The Alliance of Concerned Teachers (ACT) in a recent statement denounced the profiling operations of the Manila government’s Department of Education (DepEd) against its members as clear violation of their rights and a direct attack meant to ‘silence their voices.’

ACT is a progressive and militant national democratic union of teachers, academics and other education workers in the Philippines established on 26 June 1982. As the the largest teachers’ union in the country campaigning for economic and political rights of teachers, it serves as the official collective bargaining unit of educators and other academic professionals in the Philippines.

“DepEd’s profiling operations against ACT and their members are highly alarming and a clear violation of their basic rights. The disclosure and processing of their personal information and sensitive personal information without their consent is a direct attack on their privacy and security,” ACT Teachers Partylist Representative France Castro said.

Last 23 June, the Makabayan bloc (a group of progressive lawmakers in the Philippine House of Representatives) has filed House Resolution 1095 condemning the said profiling operations and stressed how the DepEd’s disclosure and processing of personal information of ACT members is in clear violation of the 1987 Constitution and Republic Act 10173 or the Data Privacy Act.

According to Castro, the profiling is “a clear attempt to silence their voices and intimidate them from exercising their right to peaceful assembly and free speech.”

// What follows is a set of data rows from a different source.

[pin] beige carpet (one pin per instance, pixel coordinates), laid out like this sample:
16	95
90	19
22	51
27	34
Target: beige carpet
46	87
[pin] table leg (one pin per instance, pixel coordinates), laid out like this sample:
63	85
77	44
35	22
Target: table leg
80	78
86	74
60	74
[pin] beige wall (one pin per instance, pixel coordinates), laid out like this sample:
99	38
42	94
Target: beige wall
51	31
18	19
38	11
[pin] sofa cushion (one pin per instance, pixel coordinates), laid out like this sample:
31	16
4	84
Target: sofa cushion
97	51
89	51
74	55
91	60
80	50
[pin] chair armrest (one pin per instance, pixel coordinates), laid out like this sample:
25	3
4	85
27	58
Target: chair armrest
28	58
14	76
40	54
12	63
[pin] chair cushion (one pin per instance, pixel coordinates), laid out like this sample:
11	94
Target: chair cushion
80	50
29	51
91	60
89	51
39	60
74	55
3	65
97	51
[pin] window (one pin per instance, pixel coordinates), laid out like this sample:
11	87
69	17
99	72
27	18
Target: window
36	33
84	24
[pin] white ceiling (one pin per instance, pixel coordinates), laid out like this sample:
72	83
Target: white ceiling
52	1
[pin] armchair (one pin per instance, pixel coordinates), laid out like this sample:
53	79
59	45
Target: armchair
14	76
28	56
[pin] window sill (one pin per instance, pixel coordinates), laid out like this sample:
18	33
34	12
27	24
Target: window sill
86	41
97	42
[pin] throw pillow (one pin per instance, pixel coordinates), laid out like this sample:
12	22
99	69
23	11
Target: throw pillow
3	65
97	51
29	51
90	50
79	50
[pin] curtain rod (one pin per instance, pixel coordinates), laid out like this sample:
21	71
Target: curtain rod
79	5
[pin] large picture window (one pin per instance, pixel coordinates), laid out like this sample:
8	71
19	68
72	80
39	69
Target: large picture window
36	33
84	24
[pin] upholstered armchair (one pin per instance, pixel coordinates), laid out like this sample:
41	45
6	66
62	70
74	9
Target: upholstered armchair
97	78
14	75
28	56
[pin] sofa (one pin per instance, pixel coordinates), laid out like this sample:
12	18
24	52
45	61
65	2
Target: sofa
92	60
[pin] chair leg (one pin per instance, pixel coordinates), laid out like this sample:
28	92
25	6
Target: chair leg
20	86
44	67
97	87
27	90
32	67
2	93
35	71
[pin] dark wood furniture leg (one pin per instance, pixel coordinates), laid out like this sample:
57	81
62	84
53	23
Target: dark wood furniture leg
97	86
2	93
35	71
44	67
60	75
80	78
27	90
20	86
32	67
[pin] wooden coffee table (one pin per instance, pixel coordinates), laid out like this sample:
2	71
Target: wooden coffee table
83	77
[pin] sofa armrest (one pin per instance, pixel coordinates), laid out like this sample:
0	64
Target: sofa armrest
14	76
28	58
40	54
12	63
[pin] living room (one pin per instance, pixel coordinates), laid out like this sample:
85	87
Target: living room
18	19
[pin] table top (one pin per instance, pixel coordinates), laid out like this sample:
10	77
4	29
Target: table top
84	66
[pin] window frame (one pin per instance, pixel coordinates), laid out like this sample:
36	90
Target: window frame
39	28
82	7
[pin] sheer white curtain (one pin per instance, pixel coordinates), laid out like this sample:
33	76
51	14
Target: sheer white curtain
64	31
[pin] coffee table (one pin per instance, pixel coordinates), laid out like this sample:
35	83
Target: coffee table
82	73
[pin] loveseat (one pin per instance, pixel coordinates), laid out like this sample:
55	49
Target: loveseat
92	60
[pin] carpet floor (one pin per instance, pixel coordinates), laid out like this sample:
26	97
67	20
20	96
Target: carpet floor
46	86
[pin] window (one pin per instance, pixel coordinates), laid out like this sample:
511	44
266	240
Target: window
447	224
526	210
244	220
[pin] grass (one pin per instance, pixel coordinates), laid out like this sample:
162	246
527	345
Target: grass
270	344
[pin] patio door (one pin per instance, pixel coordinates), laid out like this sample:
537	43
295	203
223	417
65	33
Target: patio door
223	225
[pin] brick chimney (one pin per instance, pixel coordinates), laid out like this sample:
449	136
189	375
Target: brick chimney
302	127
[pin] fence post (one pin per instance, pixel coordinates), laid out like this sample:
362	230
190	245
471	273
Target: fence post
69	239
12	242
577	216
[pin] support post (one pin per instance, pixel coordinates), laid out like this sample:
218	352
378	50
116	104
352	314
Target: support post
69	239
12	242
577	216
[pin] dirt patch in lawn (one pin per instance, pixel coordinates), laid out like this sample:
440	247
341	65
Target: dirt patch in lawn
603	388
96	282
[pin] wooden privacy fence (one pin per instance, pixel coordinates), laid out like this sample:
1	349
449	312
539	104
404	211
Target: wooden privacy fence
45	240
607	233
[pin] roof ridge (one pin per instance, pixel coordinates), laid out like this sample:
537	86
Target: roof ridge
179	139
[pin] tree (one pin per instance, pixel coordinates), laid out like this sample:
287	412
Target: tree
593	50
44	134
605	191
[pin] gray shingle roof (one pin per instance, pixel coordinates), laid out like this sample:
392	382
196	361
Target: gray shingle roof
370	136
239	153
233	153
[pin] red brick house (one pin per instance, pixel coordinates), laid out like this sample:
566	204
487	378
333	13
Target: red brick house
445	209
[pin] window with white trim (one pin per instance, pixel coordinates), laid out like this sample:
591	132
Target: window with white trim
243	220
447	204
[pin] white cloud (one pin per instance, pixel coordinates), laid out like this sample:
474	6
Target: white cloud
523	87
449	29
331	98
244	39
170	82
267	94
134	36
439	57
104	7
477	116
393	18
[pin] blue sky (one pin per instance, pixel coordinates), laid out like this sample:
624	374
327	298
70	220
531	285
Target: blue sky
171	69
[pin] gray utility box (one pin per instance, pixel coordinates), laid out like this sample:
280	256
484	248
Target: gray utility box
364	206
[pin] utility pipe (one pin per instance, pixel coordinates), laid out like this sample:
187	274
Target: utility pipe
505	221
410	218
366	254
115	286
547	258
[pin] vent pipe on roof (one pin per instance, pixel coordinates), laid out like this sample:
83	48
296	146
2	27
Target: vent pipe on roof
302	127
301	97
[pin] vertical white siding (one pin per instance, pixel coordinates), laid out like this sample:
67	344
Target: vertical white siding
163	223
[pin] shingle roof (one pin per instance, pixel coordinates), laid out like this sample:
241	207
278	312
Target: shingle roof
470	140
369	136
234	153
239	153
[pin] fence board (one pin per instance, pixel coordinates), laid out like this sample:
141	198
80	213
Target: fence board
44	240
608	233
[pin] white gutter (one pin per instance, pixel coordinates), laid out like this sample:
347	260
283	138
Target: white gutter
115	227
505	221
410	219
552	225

Castro issued the statement in response to the DepEd’s recent memorandum issued 14 June directing all DepEd regional directors and schools’ division superintendents to submit a list of ACT-affiliated teachers under their respective jurisdictions. According to the memorandum, the consolidated list must be submitted to DepEd on or before 21 June.

“The ACT Philippines received three reports of profiling, one from Bohol and two from Region 10 (Northern Mindanao region). ACT vehemently condemns this profiling operations of the DepEd and appeals to nullify all existing directives,” said ACT Philippines in a statement.

Castro further criticized the Marcos II administration, particularly Vice President and DepEd Secretary Sara Duterte alongside the National Task Force to End Local Communist Armed Conflict (NTF-Elcac) to end the supposed profiling of unions and activists as well as red tagging. Duterte is also the co-vice chairperson of the NTF-Elcac.